Cue ball at rest on a frictionless table

[rabid_baboon]

A cue ball (mass=0.165kg) is at rest on a frictionless pool table. The ball is hit dead center by a pool stick, which applies an impulse of +1.50Ns (Newton-seconds) to the ball. The ball the slides along the table and makes an elastic head-on collision with a second ball of equal mass that is initially at rest. Find the velocity of the second ball just after it is struck.

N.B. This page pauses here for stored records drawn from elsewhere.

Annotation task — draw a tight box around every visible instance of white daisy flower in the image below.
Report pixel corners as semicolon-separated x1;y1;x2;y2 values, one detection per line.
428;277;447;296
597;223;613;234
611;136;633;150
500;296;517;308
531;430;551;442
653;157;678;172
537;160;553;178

I need help at least getting started.

 

[Bill Foster]

$$Ft=mv$$

 

[ogb p]

To solve this problem, we can use the principle of conservation of momentum. This states that in a closed system, the total momentum before an event must be equal to the total momentum after the event.

In this scenario, the two balls and the cue stick can be considered as a closed system. Before the collision, the cue ball is at rest, so its momentum is zero. The second ball is also at rest, so its momentum is also zero. Therefore, the total momentum before the collision is zero.

After the collision, the cue ball will have a non-zero velocity and the second ball will also have a velocity. However, the total momentum of the system must still be zero. This means that the momentum of the cue ball must be equal in magnitude but opposite in direction to the momentum of the second ball.

We can use the equation for momentum, p=mv, to solve for the velocity of the second ball. Since the cue ball has a mass of 0.165kg and a momentum of +1.50Ns, we can rearrange the equation to solve for its velocity. This gives us v = p/m = (+1.50Ns) / (0.165kg) = +9.09 m/s.

Since the second ball has the same mass and an equal but opposite momentum, its velocity will also be +9.09 m/s. This is the final velocity of the second ball just after it is struck by the cue ball.

It is important to note that this calculation assumes that the collision is perfectly elastic, meaning that there is no loss of kinetic energy during the collision. In real-world scenarios, there may be some energy lost due to friction or other factors, which could affect the final velocity of the second ball.